How Does Ashton Creek Center Compare to Other Indiana Nursing Homes?

Compared to the 100 nursing homes in Indiana, ASHTON CREEK HEALTH AND REHABILITATION CENTER's overall rating (4 stars) is above the state average of 3.1, staff turnover (49%) is near the state average of 46%, and health inspection rating (4 stars) is above the national benchmark.

What Should Families Ask When Visiting Ashton Creek Center?

Based on this facility's data, families visiting should ask: "Can I visit during a mealtime to observe dining assistance and food quality?" "How do you handle medical emergencies, and what is your hospital transfer rate?" "Can I speak with family members of current residents about their experience?"

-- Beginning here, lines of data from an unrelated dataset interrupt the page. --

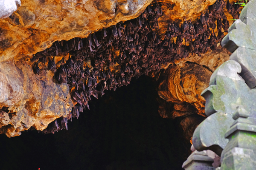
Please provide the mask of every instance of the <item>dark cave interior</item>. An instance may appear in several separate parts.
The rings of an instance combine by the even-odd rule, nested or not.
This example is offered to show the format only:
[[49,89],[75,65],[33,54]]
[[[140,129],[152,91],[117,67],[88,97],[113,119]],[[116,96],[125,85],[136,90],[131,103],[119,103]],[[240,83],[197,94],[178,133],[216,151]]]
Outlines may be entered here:
[[1,170],[182,170],[190,153],[183,118],[158,113],[156,82],[145,76],[106,91],[68,130],[0,135]]

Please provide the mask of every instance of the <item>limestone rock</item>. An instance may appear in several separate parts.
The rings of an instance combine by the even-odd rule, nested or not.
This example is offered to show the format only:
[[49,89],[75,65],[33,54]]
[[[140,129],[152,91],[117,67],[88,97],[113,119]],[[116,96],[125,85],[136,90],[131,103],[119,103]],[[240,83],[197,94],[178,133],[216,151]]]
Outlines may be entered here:
[[[152,1],[21,0],[16,11],[0,20],[0,60],[30,57],[55,41],[86,37],[91,32],[136,17]],[[197,19],[215,1],[159,1],[164,13],[159,20],[160,31],[166,31],[168,20]]]
[[162,73],[158,79],[158,94],[167,102],[175,103],[172,117],[204,114],[205,101],[200,94],[207,87],[211,74],[201,65],[186,63],[170,65]]
[[9,17],[20,5],[20,0],[2,0],[0,2],[0,18]]
[[[1,113],[0,133],[4,133],[8,137],[20,135],[21,132],[32,127],[42,130],[56,119],[67,117],[71,111],[73,105],[69,94],[69,88],[66,83],[59,85],[54,83],[51,71],[42,71],[40,75],[35,75],[29,62],[22,62],[24,64],[15,63],[19,65],[19,68],[17,68],[13,62],[3,62],[0,65],[0,67],[0,67],[0,70],[6,68],[4,70],[8,72],[6,68],[9,68],[10,74],[5,72],[5,74],[3,74],[0,78],[3,82],[5,82],[2,80],[4,80],[4,78],[7,80],[6,83],[7,87],[9,87],[9,90],[9,90],[9,97],[13,98],[12,100],[7,100],[10,102],[0,104],[0,106],[4,107],[3,108],[9,113]],[[19,76],[12,77],[16,75],[15,73]],[[12,81],[8,81],[9,79]],[[17,82],[18,80],[20,82]],[[20,82],[22,82],[22,85],[18,86]],[[15,87],[11,88],[13,86],[12,83],[17,85],[15,87],[16,89],[20,89],[18,91],[19,93],[14,90],[9,90],[15,89]],[[15,102],[11,102],[12,101]]]

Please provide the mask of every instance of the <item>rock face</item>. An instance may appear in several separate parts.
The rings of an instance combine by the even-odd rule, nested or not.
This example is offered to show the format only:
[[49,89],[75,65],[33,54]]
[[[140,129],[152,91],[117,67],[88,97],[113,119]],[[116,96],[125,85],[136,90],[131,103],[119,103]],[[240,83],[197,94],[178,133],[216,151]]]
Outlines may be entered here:
[[[56,41],[86,37],[102,28],[134,18],[152,1],[22,0],[16,11],[0,20],[0,108],[3,111],[0,133],[14,136],[31,127],[42,130],[56,119],[68,117],[72,110],[71,88],[66,83],[54,82],[52,71],[42,69],[39,75],[35,74],[32,68],[35,63],[29,60],[33,54]],[[193,21],[215,1],[159,2],[163,15],[158,19],[158,31],[164,33],[168,20],[181,21],[186,16]],[[210,52],[201,58],[190,56],[169,66],[159,79],[163,80],[159,94],[172,102],[169,107],[173,109],[170,113],[161,113],[163,117],[204,115],[204,102],[198,94],[206,87],[205,83],[212,71],[227,57],[220,52]],[[55,57],[59,60],[63,56]],[[64,57],[67,60],[67,55]]]
[[22,0],[17,11],[0,20],[1,60],[31,57],[54,41],[86,37],[136,17],[152,1]]
[[162,102],[161,116],[174,118],[195,113],[205,116],[205,100],[200,94],[207,87],[212,72],[229,59],[228,52],[220,46],[201,57],[191,55],[169,65],[158,79],[158,94],[170,103]]
[[190,55],[169,65],[157,77],[159,114],[165,118],[183,117],[180,125],[191,143],[195,129],[206,116],[205,100],[200,94],[208,86],[212,72],[229,59],[229,54],[219,46],[201,57]]
[[0,18],[6,18],[20,6],[20,0],[3,0],[0,2]]
[[42,130],[56,119],[67,117],[73,105],[66,83],[54,83],[51,71],[35,75],[29,62],[22,63],[0,65],[0,93],[4,94],[0,106],[6,111],[0,113],[0,133],[8,137],[20,135],[32,126]]

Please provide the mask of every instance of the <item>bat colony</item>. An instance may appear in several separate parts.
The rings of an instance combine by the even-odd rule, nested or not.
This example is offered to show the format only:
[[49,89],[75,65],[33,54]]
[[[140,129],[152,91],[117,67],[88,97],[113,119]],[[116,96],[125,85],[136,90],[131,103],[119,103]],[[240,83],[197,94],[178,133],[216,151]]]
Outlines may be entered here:
[[[161,4],[153,3],[136,19],[104,28],[87,38],[55,42],[50,48],[37,53],[31,59],[35,73],[40,72],[38,63],[45,63],[48,58],[48,69],[54,72],[57,82],[67,82],[73,90],[71,96],[77,102],[67,117],[56,119],[43,132],[67,130],[68,120],[78,118],[80,112],[89,109],[91,96],[98,98],[105,90],[127,85],[132,77],[148,75],[159,70],[161,65],[184,58],[189,53],[200,56],[215,49],[229,27],[223,11],[226,5],[224,0],[217,0],[195,24],[185,19],[179,27],[169,21],[165,35],[160,37],[156,31],[157,19],[162,14]],[[228,0],[226,8],[234,18],[238,18],[239,4],[232,5]],[[217,35],[213,31],[216,27]],[[67,61],[63,58],[56,64],[54,57],[51,58],[68,54]]]

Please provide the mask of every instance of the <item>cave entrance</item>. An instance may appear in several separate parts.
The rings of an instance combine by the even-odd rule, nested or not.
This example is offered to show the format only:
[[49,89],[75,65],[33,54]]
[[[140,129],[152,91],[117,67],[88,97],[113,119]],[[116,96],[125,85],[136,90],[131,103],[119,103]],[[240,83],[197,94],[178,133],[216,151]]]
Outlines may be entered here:
[[68,130],[0,136],[3,170],[182,170],[191,144],[180,119],[158,113],[156,83],[145,76],[92,98]]

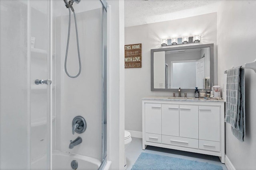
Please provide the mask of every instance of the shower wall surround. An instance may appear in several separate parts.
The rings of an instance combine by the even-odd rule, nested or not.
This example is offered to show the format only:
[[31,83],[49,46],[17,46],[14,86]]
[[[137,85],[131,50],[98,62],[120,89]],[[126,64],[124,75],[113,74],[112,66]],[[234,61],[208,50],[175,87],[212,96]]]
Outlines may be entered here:
[[[65,12],[66,15],[55,19],[54,35],[56,74],[59,75],[56,81],[56,149],[100,159],[102,122],[96,120],[102,119],[102,53],[95,48],[102,47],[102,9],[76,13],[82,70],[75,78],[63,71],[68,26],[68,12]],[[70,75],[76,75],[79,68],[74,22],[72,20],[67,63]],[[87,127],[84,133],[73,135],[72,121],[78,115],[84,118]],[[69,149],[70,141],[78,136],[82,143]]]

Is Ashton Creek Center Safe?

Based on CMS inspection data, ASHTON CREEK HEALTH AND REHABILITATION CENTER has a clean safety record: no substantiated abuse findings (meaning no confirmed cases of resident harm), no Immediate Jeopardy citations (the most serious violation level indicating risk of serious injury or death), and is not on the Special Focus Facility watch list (a federal program monitoring the lowest-performing 1% of nursing homes). The facility has a 4-star overall rating and ranks #1 of 100 nursing homes in Indiana. While no facility is perfect, families should still ask about staff-to-resident ratios and recent inspection results during their visit.

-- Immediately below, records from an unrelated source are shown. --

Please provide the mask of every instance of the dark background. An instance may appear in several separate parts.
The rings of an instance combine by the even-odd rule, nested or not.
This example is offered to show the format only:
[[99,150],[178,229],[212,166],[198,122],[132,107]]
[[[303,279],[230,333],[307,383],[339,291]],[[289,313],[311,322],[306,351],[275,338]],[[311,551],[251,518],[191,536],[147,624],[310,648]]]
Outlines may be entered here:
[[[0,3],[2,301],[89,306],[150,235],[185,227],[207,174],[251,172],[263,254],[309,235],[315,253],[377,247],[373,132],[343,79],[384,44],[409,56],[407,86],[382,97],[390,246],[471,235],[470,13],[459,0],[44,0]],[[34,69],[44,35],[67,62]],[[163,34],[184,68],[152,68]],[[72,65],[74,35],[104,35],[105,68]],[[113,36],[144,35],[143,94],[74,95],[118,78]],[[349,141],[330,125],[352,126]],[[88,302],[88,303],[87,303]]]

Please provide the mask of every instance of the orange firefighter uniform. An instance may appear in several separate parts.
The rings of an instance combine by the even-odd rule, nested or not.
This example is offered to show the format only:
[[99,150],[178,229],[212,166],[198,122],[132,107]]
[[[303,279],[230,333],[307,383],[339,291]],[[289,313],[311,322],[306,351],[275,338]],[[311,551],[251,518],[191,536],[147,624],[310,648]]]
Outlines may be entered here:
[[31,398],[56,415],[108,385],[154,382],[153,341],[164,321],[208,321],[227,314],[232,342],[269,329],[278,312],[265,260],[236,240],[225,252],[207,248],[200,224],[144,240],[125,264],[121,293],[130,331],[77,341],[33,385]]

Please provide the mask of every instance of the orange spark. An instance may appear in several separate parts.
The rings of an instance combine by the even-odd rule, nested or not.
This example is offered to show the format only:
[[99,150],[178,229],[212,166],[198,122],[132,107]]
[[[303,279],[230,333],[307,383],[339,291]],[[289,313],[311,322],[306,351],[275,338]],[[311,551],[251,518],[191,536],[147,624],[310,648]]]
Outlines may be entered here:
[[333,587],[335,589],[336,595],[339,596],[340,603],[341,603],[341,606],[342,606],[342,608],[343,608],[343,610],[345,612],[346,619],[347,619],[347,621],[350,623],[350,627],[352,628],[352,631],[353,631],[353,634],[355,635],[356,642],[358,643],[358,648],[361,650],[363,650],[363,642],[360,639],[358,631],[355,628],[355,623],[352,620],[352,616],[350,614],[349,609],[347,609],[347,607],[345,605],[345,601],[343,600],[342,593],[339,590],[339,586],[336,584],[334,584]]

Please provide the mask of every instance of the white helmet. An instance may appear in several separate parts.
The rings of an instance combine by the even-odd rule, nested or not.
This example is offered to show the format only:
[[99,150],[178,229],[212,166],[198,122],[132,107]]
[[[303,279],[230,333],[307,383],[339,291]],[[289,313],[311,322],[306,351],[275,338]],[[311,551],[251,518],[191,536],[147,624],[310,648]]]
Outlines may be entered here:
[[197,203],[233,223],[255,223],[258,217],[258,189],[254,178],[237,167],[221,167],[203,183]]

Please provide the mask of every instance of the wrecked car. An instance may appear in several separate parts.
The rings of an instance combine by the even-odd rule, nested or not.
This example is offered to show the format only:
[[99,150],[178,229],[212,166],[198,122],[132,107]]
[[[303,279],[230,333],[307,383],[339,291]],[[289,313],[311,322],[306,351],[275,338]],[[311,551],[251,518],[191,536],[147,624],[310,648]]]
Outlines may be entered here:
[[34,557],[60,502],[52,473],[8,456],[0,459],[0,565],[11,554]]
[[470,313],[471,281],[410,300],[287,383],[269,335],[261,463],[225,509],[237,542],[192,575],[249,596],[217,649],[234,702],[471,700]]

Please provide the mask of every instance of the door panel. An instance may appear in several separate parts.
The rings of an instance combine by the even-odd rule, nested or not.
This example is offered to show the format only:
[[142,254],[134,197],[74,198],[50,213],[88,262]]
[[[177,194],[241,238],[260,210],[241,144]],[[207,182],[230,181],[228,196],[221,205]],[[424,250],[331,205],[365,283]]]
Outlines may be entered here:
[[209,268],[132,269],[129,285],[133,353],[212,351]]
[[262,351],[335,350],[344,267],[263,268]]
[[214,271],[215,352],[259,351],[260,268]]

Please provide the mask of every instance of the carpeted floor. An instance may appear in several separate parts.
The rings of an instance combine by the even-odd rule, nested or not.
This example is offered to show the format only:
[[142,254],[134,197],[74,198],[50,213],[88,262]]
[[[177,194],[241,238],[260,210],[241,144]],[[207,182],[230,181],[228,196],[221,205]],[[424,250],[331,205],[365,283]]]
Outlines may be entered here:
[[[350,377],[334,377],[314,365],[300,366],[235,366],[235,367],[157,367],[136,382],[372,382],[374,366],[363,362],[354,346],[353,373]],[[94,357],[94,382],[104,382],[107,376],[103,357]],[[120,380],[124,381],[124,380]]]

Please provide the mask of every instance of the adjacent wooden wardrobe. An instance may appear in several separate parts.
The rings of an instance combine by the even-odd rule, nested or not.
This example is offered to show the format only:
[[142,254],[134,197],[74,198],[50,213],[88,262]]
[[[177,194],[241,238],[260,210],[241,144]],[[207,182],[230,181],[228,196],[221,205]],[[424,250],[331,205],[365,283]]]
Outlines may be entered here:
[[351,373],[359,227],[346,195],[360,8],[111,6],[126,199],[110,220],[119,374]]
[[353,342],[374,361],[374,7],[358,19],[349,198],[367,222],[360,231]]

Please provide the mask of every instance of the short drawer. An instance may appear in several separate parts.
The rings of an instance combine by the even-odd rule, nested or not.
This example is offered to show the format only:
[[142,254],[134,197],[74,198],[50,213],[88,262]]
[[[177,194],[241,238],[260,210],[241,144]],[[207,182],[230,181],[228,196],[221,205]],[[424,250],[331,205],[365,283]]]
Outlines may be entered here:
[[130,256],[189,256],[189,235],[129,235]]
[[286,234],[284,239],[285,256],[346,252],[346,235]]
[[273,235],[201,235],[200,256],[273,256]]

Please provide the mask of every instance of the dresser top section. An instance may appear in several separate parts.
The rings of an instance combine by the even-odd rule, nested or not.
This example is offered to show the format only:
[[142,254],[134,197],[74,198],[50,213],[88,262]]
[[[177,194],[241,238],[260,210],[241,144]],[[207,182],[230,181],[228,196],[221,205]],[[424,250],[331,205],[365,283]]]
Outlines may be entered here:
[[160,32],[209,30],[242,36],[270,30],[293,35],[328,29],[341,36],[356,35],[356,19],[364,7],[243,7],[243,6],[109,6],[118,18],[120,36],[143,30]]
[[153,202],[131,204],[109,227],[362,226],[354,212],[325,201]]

Do Nurses at Ashton Creek Center Stick Around?

ASHTON CREEK HEALTH AND REHABILITATION CENTER has a staff turnover rate of 49%, which is about average for Indiana nursing homes (state average: 46%). Moderate turnover is common in nursing homes, but families should still ask about staff tenure and how the facility maintains care continuity when employees leave.

Was Ashton Creek Center Ever Fined?

ASHTON CREEK HEALTH AND REHABILITATION CENTER has no federal fines on record. CMS issues fines when nursing homes fail to meet care standards or don't correct problems found during inspections. The absence of fines suggests the facility has either maintained compliance or corrected any issues before penalties were assessed. This is a positive indicator, though families should still review recent inspection reports for the full picture.

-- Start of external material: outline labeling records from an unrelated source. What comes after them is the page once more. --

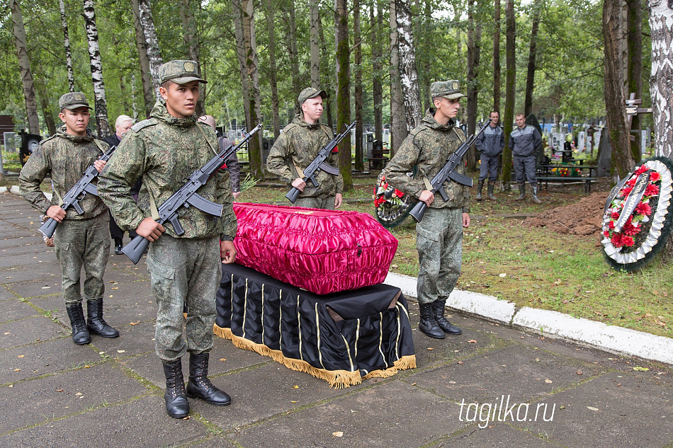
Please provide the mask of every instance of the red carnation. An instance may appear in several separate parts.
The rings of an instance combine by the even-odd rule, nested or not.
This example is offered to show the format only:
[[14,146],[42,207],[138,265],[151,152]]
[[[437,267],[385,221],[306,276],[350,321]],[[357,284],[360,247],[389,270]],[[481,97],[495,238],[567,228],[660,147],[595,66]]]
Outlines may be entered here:
[[650,216],[652,213],[652,207],[650,207],[649,204],[645,204],[645,202],[640,202],[635,206],[635,212],[638,214],[644,214],[645,216]]
[[645,189],[645,196],[656,196],[659,194],[659,186],[655,185],[652,183],[650,183],[647,185],[647,188]]

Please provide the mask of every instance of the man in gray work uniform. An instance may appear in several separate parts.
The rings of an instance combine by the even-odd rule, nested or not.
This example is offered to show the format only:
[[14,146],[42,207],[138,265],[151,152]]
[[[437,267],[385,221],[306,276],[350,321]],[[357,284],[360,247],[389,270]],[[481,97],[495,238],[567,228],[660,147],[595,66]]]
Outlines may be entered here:
[[526,124],[522,113],[516,114],[516,127],[509,134],[509,146],[511,148],[514,175],[520,193],[515,200],[524,200],[526,197],[524,181],[528,180],[533,189],[533,202],[542,204],[538,199],[538,180],[535,177],[535,153],[542,146],[542,137],[534,126]]

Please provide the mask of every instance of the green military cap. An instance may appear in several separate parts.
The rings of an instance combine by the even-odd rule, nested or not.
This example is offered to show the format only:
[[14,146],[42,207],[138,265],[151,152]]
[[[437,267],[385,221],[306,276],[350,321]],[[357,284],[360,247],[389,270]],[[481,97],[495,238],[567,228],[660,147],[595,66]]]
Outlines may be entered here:
[[81,92],[69,92],[61,96],[58,100],[58,108],[60,110],[67,109],[72,110],[77,108],[89,108],[89,103],[86,101],[86,97]]
[[299,104],[304,104],[304,101],[309,98],[315,98],[318,95],[323,100],[327,98],[327,92],[324,90],[318,90],[312,87],[307,87],[299,93]]
[[208,81],[198,76],[198,64],[195,61],[169,61],[159,67],[160,84],[172,81],[176,84],[186,84],[192,81],[203,84]]
[[430,84],[430,96],[432,98],[441,96],[447,100],[456,100],[465,96],[460,93],[460,85],[455,79],[438,81]]

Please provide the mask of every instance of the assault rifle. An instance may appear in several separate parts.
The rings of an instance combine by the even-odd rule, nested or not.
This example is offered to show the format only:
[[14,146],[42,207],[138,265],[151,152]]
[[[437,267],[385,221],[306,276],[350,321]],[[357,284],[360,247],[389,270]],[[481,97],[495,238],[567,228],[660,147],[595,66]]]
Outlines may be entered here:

Is Ashton Creek Center on Any Federal Watch List?

ASHTON CREEK HEALTH AND REHABILITATION CENTER is not on any federal watch list. The most significant is the Special Focus Facility (SFF) program, which identifies the bottom 1% of nursing homes nationally based on persistent, serious quality problems. Not being on this list means the facility has avoided the pattern of deficiencies that triggers enhanced federal oversight. This is a positive indicator, though families should still review the facility's inspection history directly.